In the above link, NPR covers a story about the one-of-a-kind scientific glass blowing program at Salem Community College in New Jersey.

Audio fits this coverage piece well, with the number of interviewees (three) and the subject matter involved. Hearing the quotes directly from a teacher and students at the college program gives a feeling of being there and knowing the people. The hiss and sizzle of glass being made in the background and moments where it is featured prominently creates a dynamic sense of place for the piece. The final product of audio is fast-paced, interchanging thoughts from multiple interviewees with narration and natural sound – making for an engaging piece of audio that might fall flat simply as text.

Narration by NPR’s Hansi Lo Wang trades back and forth about half and half with words by interviewees, so spoken word dominates the audio atheistic. Intermittent background noise of the glass blowing lab makes the audio busy, although it keeps the listener in the moment. There is no sense that any of the audio was recorded at a different location, although it likely was.

A loud noise precedes interviewee Katie Severance’s reaction, “That was a backfire for sure.” This switches the focus from one interviewee to another, and follows up the transition in narration from teacher to student. The enthusiasm of Severance’s comments adds a playful energy and explains the attraction of the craft. Natural sound like this gives an aural glimpse into the raw moments of the interviews, although again, this well-timed reaction to natural sound could have been created back in the studio.

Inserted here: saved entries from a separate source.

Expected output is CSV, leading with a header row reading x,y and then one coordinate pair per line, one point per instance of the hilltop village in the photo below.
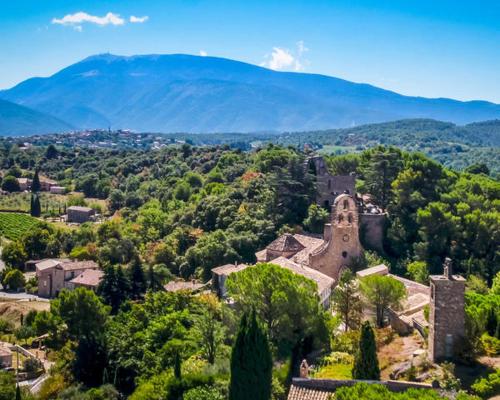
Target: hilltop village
x,y
159,267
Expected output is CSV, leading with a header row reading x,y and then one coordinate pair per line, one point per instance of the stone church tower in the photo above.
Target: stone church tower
x,y
447,314
341,238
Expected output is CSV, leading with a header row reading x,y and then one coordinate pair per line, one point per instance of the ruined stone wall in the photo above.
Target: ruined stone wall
x,y
446,317
372,230
329,186
343,246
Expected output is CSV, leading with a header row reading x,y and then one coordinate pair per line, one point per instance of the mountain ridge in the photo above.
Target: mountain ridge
x,y
187,93
17,120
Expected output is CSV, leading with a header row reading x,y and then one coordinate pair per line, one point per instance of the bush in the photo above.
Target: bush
x,y
489,386
6,326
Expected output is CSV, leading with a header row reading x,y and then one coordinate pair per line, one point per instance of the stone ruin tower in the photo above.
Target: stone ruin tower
x,y
447,314
341,238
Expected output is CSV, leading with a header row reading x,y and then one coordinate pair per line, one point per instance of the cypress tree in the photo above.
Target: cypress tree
x,y
251,362
366,361
137,278
35,185
177,366
36,209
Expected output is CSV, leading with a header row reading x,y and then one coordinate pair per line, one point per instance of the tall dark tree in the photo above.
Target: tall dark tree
x,y
251,362
366,361
51,152
36,209
35,185
137,279
114,287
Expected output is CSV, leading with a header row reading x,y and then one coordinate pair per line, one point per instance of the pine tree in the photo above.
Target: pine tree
x,y
137,278
366,361
36,209
347,301
251,362
114,287
35,185
177,366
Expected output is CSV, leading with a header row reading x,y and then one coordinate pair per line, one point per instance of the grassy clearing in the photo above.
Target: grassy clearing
x,y
14,225
334,371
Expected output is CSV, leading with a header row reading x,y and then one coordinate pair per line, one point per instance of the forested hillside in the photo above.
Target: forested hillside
x,y
182,210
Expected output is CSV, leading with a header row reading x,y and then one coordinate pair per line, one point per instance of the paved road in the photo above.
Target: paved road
x,y
20,296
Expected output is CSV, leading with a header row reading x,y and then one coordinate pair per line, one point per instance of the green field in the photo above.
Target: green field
x,y
14,225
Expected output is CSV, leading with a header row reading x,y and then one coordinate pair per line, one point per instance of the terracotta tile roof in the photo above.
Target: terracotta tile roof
x,y
174,286
412,287
89,277
47,264
310,243
74,265
301,393
80,208
323,281
381,269
286,242
229,269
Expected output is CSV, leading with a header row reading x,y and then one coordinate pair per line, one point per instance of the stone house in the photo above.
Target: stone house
x,y
79,214
56,274
338,247
447,314
5,356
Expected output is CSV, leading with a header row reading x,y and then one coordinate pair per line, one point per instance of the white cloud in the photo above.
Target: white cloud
x,y
81,17
282,59
138,20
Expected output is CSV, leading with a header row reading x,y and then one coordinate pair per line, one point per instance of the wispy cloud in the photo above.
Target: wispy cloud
x,y
138,20
79,18
282,59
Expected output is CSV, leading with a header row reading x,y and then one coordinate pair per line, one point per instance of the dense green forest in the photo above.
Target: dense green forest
x,y
182,210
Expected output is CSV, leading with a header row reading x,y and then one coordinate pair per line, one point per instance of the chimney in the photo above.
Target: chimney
x,y
304,369
448,268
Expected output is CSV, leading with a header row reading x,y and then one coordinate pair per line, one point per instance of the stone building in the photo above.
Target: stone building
x,y
341,239
447,314
57,274
329,186
80,214
372,218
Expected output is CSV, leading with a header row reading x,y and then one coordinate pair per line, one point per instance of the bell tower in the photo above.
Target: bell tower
x,y
341,238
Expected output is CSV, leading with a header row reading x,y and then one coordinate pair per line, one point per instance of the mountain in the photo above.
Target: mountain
x,y
17,120
172,93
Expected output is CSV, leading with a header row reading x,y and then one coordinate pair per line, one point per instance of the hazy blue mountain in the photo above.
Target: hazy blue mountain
x,y
171,93
18,120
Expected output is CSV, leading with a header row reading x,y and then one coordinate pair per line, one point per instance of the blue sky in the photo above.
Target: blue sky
x,y
439,48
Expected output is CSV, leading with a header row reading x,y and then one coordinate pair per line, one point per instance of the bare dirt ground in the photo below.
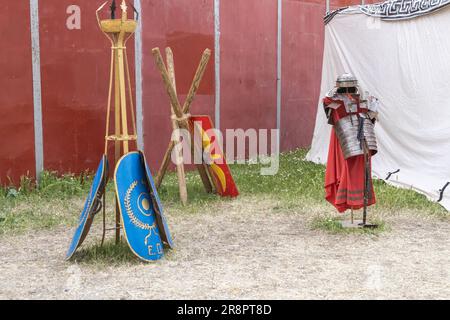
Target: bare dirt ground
x,y
247,249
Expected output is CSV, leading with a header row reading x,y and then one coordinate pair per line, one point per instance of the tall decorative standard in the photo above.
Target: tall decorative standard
x,y
119,31
139,212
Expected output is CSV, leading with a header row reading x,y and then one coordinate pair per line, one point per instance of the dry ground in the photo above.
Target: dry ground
x,y
246,249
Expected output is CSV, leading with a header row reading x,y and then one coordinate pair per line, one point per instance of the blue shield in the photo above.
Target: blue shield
x,y
161,219
91,207
137,208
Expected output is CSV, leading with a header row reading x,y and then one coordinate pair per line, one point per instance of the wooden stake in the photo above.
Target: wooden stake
x,y
179,153
180,112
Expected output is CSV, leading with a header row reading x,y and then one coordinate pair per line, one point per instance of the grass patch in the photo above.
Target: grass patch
x,y
59,200
56,201
333,225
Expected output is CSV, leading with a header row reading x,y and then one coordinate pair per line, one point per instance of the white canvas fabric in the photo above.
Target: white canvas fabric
x,y
406,64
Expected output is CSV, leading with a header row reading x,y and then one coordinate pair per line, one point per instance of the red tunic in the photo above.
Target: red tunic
x,y
344,179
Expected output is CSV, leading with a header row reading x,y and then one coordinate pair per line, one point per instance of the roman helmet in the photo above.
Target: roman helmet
x,y
347,80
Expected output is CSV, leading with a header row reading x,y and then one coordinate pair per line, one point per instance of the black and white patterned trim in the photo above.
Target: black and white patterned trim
x,y
395,9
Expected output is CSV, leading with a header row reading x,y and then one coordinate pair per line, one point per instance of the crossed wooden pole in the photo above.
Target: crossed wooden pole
x,y
180,119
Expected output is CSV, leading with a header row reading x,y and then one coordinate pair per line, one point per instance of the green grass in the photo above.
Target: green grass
x,y
59,200
333,225
53,203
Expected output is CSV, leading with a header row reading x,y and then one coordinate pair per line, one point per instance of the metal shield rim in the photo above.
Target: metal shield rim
x,y
159,211
81,239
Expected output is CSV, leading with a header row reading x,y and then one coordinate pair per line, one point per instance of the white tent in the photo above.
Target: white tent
x,y
400,52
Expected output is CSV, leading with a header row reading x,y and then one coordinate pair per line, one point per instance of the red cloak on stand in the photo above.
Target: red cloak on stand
x,y
344,179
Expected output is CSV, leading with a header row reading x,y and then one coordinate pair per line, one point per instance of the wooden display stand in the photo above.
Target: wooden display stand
x,y
119,31
180,119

The audio story is accompanied online by several photos of the students who were interviewed, and a piece of finished glass product. This gives a good connection visually to the audio, putting faces with names and sounds and voices. What could have been really interesting to see online would be video of the lab in action, but since this story was covered by NPR, audio and online visuals are standard, and they do service to this story.

At the end of the piece, music is added, something with an ethereal element. It ends the segment and adds time to process the story before (on live radio) moving on to the next one. When listening to the online audio as a singular entity, the music seems slightly random and unexplained. Was this music made with glass instruments? Or was the audio aesthetic simply chosen because it implies that?

With this audio story, NPR takes a unique and niche story and ties it back into the bigger picture of modern careers, the medical industry, and historic craft. It gives an accurate and appropriate picture of the college and its program, effectively drawing on specific subjects to make an industrial subject personal. And for its short length, this piece is coherent, intriguing, and newsworthy.